Nadam optimizer differences
Our TF-layers Nadam optimizer is basically the same as Adam except that we use use_nesterov=True for training_ops.apply_adam. It is based on TF 1.15 tensorflow/contrib/opt/python/training/nadam_optimizer.py. So it also has the same options as normal Adam:
- learning_rate=0.001
- beta1=0.9
- beta2=0.999
- epsilon=1e-8
I noticed that tf.keras.optimizers.experimental.Nadam has some different options:
- epsilon=1e-07
- weight_decay=None
- clipnorm=None
- clipvalue=None
- global_clipnorm=None
- use_ema=False
- ema_momentum=0.99
- ema_overwrite_frequency=None
Ok, I did not further look into this. The clipping and weight decay probably is added here to decouple it. The use_ema is disabled by default, so the ema_... options are not used. So maybe it is mostly the same. Except of a different epsilon default.

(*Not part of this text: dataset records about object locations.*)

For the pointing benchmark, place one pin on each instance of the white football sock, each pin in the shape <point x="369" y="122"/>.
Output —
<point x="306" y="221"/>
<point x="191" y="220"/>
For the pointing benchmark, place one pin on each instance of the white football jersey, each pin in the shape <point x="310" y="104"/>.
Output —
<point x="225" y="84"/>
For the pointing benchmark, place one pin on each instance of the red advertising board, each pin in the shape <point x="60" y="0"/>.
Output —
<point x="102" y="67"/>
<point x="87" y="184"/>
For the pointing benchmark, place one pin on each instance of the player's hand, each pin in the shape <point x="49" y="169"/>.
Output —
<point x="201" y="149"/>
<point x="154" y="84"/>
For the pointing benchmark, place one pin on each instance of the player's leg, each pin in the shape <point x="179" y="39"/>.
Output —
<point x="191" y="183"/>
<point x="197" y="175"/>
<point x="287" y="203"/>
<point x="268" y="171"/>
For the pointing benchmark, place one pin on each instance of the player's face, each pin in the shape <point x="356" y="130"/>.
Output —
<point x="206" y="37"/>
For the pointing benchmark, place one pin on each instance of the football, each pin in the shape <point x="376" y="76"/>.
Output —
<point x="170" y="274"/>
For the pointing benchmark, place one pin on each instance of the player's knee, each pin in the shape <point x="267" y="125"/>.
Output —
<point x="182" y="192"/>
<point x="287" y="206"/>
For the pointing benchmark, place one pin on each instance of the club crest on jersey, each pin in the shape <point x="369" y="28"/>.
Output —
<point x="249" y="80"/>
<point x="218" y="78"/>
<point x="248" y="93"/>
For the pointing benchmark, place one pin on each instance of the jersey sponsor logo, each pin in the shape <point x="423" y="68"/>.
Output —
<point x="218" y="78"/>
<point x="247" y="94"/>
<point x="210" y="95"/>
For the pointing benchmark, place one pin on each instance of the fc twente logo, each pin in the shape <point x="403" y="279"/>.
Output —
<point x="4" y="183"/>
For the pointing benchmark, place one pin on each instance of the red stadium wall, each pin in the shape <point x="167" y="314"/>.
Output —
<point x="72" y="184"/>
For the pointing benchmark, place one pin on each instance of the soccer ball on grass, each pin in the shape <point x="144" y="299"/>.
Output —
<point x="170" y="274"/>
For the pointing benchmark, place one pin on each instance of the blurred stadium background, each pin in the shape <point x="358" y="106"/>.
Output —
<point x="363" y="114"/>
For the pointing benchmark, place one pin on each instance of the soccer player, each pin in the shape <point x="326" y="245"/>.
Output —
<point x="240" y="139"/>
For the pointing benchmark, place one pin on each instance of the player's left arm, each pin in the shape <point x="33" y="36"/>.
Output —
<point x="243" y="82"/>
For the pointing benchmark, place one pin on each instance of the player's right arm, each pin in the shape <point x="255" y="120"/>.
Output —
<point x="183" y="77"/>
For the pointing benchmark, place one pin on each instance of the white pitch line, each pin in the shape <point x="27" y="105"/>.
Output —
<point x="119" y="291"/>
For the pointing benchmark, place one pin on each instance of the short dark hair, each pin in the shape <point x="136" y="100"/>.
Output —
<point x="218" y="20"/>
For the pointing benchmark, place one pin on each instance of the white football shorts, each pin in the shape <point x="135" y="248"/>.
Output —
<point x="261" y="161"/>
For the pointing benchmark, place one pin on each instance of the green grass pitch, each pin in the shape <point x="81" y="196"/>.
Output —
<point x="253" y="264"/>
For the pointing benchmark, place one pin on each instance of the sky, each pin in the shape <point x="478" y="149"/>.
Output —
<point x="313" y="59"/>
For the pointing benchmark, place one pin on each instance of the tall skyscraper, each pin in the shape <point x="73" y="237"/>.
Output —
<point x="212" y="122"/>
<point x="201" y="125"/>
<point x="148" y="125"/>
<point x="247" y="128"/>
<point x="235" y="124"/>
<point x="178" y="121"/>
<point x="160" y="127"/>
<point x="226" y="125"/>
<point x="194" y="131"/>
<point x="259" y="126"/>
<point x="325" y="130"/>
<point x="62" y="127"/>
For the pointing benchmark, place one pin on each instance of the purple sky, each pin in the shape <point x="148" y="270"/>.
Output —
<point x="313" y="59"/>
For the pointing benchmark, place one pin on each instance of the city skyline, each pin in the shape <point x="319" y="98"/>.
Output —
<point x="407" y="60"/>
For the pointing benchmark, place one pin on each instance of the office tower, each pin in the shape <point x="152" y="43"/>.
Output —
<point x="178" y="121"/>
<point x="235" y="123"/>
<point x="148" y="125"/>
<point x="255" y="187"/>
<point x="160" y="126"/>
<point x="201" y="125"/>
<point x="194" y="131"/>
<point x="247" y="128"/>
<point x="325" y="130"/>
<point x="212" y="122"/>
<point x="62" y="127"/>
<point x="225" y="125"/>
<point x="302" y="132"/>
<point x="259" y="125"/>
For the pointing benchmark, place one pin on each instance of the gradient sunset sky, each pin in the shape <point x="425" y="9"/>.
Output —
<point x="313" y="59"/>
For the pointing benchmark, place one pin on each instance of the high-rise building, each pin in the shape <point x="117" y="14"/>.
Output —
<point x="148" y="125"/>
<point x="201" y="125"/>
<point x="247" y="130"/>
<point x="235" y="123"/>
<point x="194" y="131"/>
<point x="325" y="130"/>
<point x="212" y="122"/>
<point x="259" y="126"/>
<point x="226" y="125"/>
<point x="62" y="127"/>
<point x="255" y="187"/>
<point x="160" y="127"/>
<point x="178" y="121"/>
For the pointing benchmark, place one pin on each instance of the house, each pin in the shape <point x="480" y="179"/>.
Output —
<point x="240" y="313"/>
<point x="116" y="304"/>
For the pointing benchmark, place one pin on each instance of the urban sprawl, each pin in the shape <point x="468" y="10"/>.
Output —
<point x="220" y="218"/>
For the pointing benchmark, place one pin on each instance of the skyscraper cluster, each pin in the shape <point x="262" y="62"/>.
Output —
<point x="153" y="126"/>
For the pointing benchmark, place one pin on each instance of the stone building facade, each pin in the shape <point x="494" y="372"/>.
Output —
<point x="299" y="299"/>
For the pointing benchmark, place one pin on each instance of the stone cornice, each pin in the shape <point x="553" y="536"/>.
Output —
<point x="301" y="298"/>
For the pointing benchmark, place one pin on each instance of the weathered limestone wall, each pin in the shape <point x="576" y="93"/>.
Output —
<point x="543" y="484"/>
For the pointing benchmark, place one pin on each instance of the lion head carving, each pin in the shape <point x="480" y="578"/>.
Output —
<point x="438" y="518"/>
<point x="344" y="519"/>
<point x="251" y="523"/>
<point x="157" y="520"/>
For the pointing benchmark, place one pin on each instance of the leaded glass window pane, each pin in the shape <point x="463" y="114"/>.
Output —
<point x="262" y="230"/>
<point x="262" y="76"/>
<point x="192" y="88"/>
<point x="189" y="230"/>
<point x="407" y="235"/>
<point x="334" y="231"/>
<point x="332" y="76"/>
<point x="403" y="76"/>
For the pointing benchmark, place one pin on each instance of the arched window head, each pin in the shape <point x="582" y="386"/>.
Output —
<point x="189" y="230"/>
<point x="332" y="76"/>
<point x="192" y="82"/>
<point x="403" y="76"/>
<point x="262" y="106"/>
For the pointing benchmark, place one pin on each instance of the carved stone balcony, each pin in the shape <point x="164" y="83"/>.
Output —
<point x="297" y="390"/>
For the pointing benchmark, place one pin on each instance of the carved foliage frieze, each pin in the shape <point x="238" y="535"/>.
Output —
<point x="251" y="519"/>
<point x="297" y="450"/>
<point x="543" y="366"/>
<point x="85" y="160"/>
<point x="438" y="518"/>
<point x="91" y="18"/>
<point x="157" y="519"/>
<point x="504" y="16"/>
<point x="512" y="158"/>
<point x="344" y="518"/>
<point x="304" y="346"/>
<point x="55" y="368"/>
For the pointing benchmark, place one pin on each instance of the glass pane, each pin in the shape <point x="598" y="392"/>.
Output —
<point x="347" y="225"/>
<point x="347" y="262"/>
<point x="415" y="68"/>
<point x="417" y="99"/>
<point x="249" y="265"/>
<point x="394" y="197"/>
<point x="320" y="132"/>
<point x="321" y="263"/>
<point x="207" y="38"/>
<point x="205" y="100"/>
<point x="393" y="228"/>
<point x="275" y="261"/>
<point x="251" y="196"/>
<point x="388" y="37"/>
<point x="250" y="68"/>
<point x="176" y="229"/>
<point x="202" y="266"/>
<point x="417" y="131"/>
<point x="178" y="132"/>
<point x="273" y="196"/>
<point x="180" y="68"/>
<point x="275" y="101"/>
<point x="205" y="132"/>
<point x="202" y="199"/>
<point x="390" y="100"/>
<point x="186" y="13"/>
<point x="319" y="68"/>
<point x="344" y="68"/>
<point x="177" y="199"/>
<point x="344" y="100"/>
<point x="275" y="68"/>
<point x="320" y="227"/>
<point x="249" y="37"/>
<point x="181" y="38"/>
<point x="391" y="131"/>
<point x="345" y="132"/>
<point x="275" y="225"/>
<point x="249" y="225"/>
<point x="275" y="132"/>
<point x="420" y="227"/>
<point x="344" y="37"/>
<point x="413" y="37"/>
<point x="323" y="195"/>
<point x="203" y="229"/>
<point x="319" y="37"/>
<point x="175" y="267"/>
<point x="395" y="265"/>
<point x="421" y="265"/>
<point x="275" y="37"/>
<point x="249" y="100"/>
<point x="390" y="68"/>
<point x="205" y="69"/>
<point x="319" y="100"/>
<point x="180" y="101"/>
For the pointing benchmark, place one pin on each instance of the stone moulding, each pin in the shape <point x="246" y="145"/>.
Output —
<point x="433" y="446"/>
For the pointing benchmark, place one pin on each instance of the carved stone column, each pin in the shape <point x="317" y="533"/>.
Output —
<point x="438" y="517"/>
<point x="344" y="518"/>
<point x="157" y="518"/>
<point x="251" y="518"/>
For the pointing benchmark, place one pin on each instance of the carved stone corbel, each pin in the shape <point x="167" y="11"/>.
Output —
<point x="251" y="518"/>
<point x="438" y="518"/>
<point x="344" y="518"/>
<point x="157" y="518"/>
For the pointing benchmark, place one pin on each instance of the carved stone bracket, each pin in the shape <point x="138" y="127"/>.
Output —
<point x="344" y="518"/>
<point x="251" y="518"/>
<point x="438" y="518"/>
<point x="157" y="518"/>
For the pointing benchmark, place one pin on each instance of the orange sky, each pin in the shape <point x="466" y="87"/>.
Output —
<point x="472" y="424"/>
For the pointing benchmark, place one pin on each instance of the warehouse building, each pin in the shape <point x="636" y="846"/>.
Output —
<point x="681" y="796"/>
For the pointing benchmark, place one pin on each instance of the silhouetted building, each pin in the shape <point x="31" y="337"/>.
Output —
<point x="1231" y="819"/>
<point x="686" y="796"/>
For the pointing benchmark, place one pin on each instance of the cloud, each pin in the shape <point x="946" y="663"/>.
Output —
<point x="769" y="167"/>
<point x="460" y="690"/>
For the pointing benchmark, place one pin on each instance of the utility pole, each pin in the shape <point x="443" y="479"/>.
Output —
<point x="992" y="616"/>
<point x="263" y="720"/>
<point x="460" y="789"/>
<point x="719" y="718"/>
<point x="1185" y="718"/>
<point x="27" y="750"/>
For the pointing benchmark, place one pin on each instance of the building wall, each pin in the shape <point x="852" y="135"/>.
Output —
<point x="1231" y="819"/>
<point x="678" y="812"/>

See also: https://github.com/rwth-i6/returnn/issues/766#issuecomment-979216833 https://github.com/keras-team/keras/issues/15710
Now I noticed, in PyTorch, torch.optim.NAdam again has different options:
- lr=0.002
- eps=1e-08
- weight_decay=0
- momentum_decay=0.004
- decoupled_weight_decay=False
I specifically wonder about the momentum_decay. What is this?